Siz hiç işitme engelli bir birey olarak kendinizi hayal ettiniz mi ? Ben hiç etmemiştim tâ ki Islahat ile tanışana kadar. Yazarımız öyle güzel hissettirmiş ki vaziyeti, empati yapmanın ötesinde, kendimi Çiçek kızın sessiz dünyasında buluverdim. Hatta bazen Çiçek oldum, sessiz sessiz öfkelendim.
Ve Oktay.
Kibarlıktan zerre nasibini almamış, hayatımızın herhangi bir zemininde denk gelebileceğimiz nice insanlardan biri. Oktay'la ilgili okuduğum her satırda ülkemizdeki diğer Oktayları düşünmeden edemedim. Oktay'ı ve Oktayları anlamaya çalıştım, kötülüğün sebebi ne olabilir ki? Neden bir insan kötülüğü seçer, tercih midir, içten mi gelir... Gibi gibi sorular ve nicesi.
Bazen insanlar dümdüz kötüdür. Aması, niyesi, niçini olmadan.. Sadece dümdüz kötü. Oktay'ın Çiçek kıza tahammülsüzlüğü, şiddeti ve ıslah olma süreci..
Yaşamak, anlamaktan daha kalıcı izler bırakır. Ne ekersen onu biçersin felsefesini en hızlı şekilde kötüye meczederek ıslah olma süreci.
Bu felsefeyi katile, tecavüzcüye, sapığa, çocuğa- kadına-hayvana zarar verene uygulayabilsek ne güzel olurdu. Kısasa kısas.
Ne mümkün!
Okurken önce sistemin adaletini düşündüm. Sonra birey olarak kendi adaletimi, kalbimi, insanlığımı sorguladım.Tabi herkes Oktay kadar şanslı mı bilinmez.
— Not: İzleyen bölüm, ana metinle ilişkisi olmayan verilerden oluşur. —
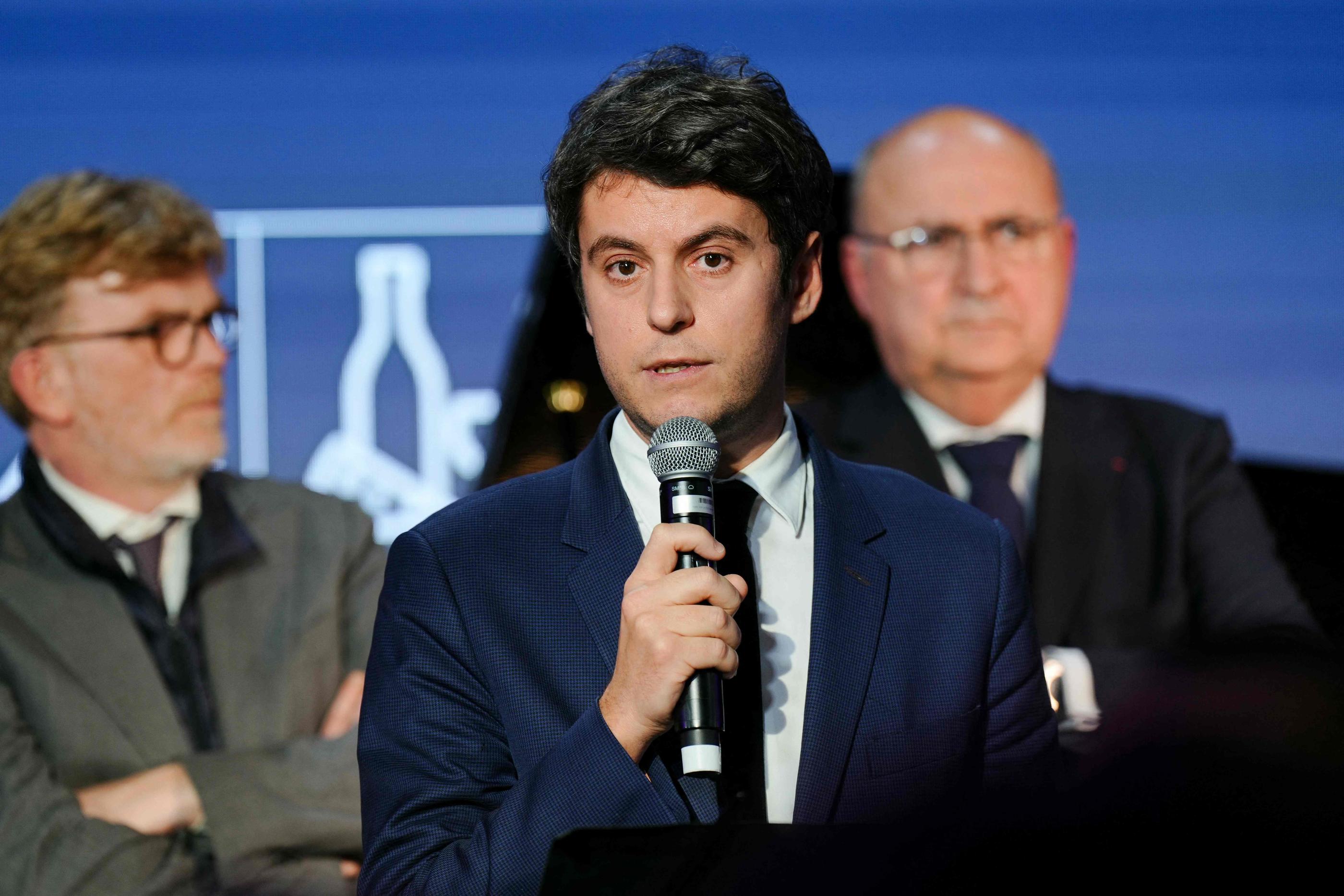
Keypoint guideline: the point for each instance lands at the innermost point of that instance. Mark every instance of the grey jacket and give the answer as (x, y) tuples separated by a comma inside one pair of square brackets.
[(81, 703)]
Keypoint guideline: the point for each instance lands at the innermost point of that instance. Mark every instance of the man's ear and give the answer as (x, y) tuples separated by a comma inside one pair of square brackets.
[(42, 383), (807, 280), (855, 276)]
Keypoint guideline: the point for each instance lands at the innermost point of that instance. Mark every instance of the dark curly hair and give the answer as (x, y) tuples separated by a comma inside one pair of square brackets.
[(681, 119)]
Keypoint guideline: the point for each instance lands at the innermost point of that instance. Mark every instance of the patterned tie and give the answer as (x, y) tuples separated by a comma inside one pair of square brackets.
[(988, 465), (147, 558), (743, 782)]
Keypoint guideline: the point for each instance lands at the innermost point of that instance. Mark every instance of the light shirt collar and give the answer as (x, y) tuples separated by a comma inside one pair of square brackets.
[(779, 476), (1025, 417), (109, 519)]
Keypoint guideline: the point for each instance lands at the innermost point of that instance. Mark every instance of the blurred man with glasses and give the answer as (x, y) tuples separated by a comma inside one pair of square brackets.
[(180, 651), (1140, 532)]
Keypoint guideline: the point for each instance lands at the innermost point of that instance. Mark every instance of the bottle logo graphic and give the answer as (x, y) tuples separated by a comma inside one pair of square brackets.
[(393, 281)]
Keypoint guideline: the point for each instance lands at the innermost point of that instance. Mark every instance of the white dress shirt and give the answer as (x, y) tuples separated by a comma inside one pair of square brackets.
[(1025, 417), (780, 534), (109, 519)]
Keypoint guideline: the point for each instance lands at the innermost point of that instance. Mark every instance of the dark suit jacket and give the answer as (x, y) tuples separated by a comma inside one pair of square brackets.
[(287, 599), (1147, 534), (496, 634)]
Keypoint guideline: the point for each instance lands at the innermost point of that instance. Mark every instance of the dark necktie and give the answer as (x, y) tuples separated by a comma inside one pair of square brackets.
[(147, 558), (988, 465), (743, 782)]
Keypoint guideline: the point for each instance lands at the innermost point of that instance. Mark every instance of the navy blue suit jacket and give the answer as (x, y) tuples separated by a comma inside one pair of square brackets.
[(480, 739)]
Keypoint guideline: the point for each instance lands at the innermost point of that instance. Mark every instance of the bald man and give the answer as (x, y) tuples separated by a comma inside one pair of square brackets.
[(1139, 531)]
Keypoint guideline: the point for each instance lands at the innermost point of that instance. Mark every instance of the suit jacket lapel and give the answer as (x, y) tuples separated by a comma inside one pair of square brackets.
[(878, 428), (1081, 466), (850, 598), (85, 624), (601, 525), (242, 614)]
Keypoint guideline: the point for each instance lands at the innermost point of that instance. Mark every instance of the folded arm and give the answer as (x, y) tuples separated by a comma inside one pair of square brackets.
[(49, 847)]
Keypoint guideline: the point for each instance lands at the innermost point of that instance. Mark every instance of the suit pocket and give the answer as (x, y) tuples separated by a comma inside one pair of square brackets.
[(889, 753)]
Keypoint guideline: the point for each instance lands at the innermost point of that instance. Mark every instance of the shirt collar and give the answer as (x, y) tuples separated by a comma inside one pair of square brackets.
[(1025, 417), (779, 476), (108, 518)]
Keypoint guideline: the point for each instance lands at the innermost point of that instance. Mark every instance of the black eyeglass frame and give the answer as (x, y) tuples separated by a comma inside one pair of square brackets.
[(221, 322)]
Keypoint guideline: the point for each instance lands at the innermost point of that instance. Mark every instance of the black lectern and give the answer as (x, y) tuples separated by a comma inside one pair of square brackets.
[(740, 859)]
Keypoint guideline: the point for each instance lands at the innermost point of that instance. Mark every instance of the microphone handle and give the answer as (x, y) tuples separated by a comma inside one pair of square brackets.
[(701, 710)]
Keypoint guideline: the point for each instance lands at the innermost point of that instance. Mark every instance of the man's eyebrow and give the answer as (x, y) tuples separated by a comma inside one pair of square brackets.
[(718, 231), (607, 244)]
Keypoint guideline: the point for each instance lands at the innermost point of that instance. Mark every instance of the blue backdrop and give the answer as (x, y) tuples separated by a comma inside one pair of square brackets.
[(1200, 147)]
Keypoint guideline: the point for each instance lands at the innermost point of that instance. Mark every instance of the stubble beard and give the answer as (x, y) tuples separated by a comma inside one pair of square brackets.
[(746, 404)]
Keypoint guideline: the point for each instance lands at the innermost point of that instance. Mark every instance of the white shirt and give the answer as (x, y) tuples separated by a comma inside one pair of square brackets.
[(1025, 417), (109, 519), (780, 534)]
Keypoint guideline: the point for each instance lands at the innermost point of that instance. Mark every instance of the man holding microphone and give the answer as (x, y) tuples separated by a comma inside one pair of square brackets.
[(533, 640)]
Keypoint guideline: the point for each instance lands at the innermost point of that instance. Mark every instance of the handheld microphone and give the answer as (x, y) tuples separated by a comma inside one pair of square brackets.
[(683, 454)]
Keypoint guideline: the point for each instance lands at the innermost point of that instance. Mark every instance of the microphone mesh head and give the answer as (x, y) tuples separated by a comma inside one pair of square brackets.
[(702, 456)]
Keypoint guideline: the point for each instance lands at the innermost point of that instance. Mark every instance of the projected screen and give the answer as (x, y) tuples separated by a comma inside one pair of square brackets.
[(1200, 150)]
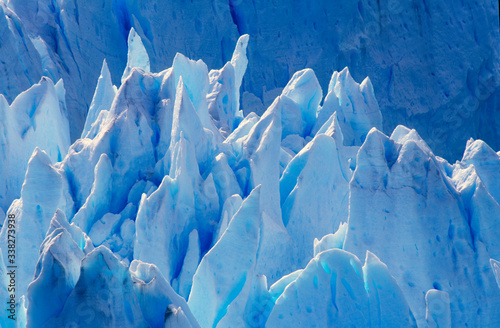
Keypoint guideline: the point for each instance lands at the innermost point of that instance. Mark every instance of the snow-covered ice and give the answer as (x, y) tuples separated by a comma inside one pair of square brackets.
[(174, 209)]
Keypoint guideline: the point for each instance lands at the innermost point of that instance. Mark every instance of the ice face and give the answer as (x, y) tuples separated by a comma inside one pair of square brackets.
[(173, 197)]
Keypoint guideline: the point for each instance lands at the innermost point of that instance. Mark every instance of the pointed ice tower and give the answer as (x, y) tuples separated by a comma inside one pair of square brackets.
[(44, 191), (137, 55), (224, 89), (36, 118), (101, 103), (356, 106)]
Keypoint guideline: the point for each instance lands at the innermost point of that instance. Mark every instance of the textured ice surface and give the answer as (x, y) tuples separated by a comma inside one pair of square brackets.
[(433, 63), (175, 209)]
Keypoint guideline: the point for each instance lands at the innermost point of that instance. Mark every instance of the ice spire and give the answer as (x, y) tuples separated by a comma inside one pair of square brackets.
[(137, 55)]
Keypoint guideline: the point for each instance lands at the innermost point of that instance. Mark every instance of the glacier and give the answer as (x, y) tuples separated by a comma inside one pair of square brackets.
[(175, 208), (434, 65)]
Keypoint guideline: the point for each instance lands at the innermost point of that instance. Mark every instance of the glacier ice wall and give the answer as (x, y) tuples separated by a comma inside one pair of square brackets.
[(429, 62), (176, 209)]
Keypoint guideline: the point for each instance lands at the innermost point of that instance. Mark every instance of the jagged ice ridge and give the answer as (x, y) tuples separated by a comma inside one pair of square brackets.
[(175, 209)]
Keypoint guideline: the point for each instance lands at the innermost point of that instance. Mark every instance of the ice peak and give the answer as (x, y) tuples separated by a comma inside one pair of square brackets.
[(304, 89), (240, 60), (103, 98)]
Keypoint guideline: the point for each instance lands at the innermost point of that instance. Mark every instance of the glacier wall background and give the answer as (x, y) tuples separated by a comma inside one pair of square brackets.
[(434, 65), (175, 209)]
Hatalarını bir nebzede olsa fark edebildi.
Peki ya edemeyenler?
Cemal Süreya'nın dediği gibi:
"Kötülüklerin büsbütün egemen olduğu
Namussuz bir çağ bu biliyorsun..."
Yine de ümitvar olacağım. İyinin, huzurun, adaletin, gülümsemenin özlemi ile..
Yazarımızın kalemine, yüreğine sağlık.
Okuyanlara farkındalık, empati ve keyif dilerim.